Probability Foundations: From Counting to Continuous Distributions

Mar 16 2026 Today

Table of Contents

Probability Foundations: From Counting to Continuous Distributions

Distribution Reference

Discrete

Name	Range	$P(X = k)$	Mean	Variance
Bernoulli $(p)$	$\{0, 1\}$	$P(1) = p;\; P(0) = 1-p$	$p$	$p(1-p)$
Binomial $(n,p)$	$\{0,1,\ldots,n\}$	$\binom{n}{k}p^k(1-p)^{n-k}$	$np$	$np(1-p)$
Hypergeometric $(n,N,G)$	$\{0,\ldots,n\}$	$\binom{G}{k}\binom{N-G}{n-k}/\binom{N}{n}$	$nG/N$	$n(G/N)(1-G/N)(N-n)/(N-1)$
Geometric $(p)$	$\{1,2,3,\ldots\}$	$(1-p)^{k-1}p$	$1/p$	$(1-p)/p^2$
Geometric $(p)$	$\{0,1,2,\ldots\}$	$(1-p)^k p$	$(1-p)/p$	$(1-p)/p^2$
Neg. Binomial $(r,p)$	$\{0,1,2,\ldots\}$	$\binom{k+r-1}{r-1}p^r(1-p)^k$	$r(1-p)/p$	$r(1-p)/p^2$
Poisson $(\mu)$	$\{0,1,2,\ldots\}$	$e^{-\mu}\mu^k/k!$	$\mu$	$\mu$

Continuous

Name	Range	Density $f(x)$	CDF $F(x)$	Mean	Variance
Uniform $(a,b)$	$(a,b)$	$1/(b-a)$	$(x-a)/(b-a)$	$(a+b)/2$	$(b-a)^2/12$
Normal $(\mu,\sigma^2)$	$(-\infty,\infty)$	$(2\pi\sigma^2)^{-1/2}e^{-(x-\mu)^2/2\sigma^2}$	$\Phi\!\left(\frac{x-\mu}{\sigma}\right)$	$\mu$	$\sigma^2$
Exponential $(\lambda)$	$(0,\infty)$	$\lambda e^{-\lambda x}$	$1 - e^{-\lambda x}$	$1/\lambda$	$1/\lambda^2$
Gamma $(r,\lambda)$	$(0,\infty)$	$\frac{\lambda^r}{\Gamma(r)}x^{r-1}e^{-\lambda x}$	$1 - e^{-\lambda x}\sum_{k=0}^{r-1}\frac{(\lambda x)^k}{k!}$	$r/\lambda$	$r/\lambda^2$

1. Foundations of Probability

1.1 Core Rules

Complement rule. $P(A^c) = 1 - P(A)$ . Any “at least one” problem is best attacked via complement.

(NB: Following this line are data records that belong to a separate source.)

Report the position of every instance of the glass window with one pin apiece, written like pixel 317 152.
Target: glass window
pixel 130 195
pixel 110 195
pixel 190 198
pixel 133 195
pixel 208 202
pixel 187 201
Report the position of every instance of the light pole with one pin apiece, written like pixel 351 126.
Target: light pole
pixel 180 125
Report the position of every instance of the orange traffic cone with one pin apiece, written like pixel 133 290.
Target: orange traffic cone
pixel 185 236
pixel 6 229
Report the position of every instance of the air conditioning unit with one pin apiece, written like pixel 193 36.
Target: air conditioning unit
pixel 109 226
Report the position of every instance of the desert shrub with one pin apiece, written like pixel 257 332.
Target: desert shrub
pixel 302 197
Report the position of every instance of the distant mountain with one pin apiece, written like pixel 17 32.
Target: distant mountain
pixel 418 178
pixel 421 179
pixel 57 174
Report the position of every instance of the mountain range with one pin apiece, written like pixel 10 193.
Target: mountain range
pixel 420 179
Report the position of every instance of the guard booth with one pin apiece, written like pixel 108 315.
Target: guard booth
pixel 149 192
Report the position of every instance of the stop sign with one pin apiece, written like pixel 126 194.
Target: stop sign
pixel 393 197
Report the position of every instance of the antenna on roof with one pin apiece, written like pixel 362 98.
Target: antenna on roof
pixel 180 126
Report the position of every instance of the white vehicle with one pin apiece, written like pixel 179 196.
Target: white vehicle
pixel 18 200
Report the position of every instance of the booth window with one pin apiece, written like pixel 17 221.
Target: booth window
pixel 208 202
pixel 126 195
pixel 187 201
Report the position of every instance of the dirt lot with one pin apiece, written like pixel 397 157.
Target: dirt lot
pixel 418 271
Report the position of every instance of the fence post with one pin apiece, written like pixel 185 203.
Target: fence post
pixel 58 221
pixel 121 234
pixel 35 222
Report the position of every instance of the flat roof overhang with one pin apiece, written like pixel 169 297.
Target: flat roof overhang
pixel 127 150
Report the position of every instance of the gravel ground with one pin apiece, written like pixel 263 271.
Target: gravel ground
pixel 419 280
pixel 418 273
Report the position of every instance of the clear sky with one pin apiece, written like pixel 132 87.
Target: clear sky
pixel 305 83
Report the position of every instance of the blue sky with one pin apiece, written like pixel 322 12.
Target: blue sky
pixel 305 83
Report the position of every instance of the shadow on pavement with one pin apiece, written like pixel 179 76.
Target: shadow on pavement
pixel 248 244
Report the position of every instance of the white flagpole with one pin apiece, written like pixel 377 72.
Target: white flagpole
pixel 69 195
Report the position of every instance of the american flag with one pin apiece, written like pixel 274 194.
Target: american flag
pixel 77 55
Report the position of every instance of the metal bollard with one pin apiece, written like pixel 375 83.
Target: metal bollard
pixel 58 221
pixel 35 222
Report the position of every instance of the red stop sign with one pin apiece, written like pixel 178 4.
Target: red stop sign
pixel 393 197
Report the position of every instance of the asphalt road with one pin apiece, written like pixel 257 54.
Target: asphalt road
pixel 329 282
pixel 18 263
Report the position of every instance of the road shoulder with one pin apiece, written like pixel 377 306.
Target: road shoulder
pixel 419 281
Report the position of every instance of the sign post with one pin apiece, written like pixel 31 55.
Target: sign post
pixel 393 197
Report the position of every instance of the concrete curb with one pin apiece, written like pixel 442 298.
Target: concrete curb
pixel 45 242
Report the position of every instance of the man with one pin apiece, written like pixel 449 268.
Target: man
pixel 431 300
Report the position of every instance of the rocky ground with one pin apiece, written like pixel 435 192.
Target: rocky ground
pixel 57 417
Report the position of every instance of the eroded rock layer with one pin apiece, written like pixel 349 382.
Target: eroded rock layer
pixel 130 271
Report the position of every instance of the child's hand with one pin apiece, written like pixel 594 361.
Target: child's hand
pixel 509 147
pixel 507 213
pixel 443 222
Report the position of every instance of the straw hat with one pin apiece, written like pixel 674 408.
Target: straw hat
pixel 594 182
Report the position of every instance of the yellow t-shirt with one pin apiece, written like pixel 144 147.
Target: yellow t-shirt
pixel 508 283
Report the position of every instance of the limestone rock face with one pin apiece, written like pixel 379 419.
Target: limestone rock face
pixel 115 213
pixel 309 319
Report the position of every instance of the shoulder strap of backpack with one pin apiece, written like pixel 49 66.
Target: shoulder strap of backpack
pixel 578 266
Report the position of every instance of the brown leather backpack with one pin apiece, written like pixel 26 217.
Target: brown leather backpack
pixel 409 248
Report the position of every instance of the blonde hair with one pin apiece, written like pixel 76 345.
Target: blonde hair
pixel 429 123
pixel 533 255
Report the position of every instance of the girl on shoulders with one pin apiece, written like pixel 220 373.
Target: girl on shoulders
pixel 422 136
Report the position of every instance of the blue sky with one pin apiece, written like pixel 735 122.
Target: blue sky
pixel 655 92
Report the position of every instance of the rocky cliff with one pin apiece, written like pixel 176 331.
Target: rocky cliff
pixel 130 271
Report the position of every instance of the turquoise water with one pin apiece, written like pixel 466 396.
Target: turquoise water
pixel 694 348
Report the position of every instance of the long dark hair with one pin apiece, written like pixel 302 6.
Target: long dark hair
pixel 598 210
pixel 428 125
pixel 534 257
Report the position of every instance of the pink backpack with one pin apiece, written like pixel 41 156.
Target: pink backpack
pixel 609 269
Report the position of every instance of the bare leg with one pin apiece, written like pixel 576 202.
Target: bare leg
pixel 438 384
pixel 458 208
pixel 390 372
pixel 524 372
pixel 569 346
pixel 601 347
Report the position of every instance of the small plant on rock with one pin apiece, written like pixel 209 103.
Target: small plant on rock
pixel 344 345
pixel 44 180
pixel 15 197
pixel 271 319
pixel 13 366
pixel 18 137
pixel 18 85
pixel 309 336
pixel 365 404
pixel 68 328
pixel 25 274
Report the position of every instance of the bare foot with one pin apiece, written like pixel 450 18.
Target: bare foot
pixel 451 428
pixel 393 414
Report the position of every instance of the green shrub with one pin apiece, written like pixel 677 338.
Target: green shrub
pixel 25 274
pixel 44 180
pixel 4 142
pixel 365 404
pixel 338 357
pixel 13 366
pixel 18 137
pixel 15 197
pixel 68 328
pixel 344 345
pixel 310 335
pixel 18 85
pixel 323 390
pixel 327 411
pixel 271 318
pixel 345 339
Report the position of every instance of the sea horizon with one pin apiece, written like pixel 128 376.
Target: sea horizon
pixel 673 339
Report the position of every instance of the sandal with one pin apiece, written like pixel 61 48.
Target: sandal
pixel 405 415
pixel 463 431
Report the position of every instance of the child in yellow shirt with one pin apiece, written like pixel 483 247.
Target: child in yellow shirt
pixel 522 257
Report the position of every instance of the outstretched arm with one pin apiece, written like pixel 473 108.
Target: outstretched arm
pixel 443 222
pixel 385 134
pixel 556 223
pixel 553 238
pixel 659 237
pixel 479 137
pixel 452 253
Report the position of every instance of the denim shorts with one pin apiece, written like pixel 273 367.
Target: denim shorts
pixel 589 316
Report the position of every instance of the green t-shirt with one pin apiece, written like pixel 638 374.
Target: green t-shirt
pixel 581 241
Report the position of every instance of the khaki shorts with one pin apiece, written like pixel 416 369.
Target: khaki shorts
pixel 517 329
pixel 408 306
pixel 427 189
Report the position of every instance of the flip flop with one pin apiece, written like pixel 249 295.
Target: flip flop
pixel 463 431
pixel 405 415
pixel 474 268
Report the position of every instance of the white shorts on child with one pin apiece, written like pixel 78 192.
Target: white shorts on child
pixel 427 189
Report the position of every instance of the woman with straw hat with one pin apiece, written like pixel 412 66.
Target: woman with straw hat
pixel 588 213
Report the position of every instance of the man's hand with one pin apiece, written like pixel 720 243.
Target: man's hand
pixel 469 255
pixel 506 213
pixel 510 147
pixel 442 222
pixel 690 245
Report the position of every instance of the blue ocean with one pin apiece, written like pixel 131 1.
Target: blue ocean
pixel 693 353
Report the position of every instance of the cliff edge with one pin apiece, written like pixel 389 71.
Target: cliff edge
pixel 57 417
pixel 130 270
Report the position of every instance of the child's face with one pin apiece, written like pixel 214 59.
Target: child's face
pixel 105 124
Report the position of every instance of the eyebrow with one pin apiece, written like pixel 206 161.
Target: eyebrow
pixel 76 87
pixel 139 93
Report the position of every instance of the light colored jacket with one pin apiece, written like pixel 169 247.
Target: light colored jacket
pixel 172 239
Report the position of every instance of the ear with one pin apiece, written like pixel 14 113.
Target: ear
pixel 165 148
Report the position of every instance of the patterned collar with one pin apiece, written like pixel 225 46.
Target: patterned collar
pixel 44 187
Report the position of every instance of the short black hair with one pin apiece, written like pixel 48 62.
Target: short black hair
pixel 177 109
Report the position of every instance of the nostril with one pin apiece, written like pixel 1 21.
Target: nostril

Inclusion-exclusion. For two events:

$P(A \cup B) = P(A) + P(B) - P(A \cap B).$

For three events:

$P(A \cup B \cup C) = \sum_i P(A_i) - \sum_{i<j} P(A_i \cap A_j) + P(A \cap B \cap C).$

Independence. Events $A, B$ are independent iff $P(A \cap B) = P(A)P(B)$ . Independence and disjointness are entirely different concepts: disjoint events with positive probability are never independent.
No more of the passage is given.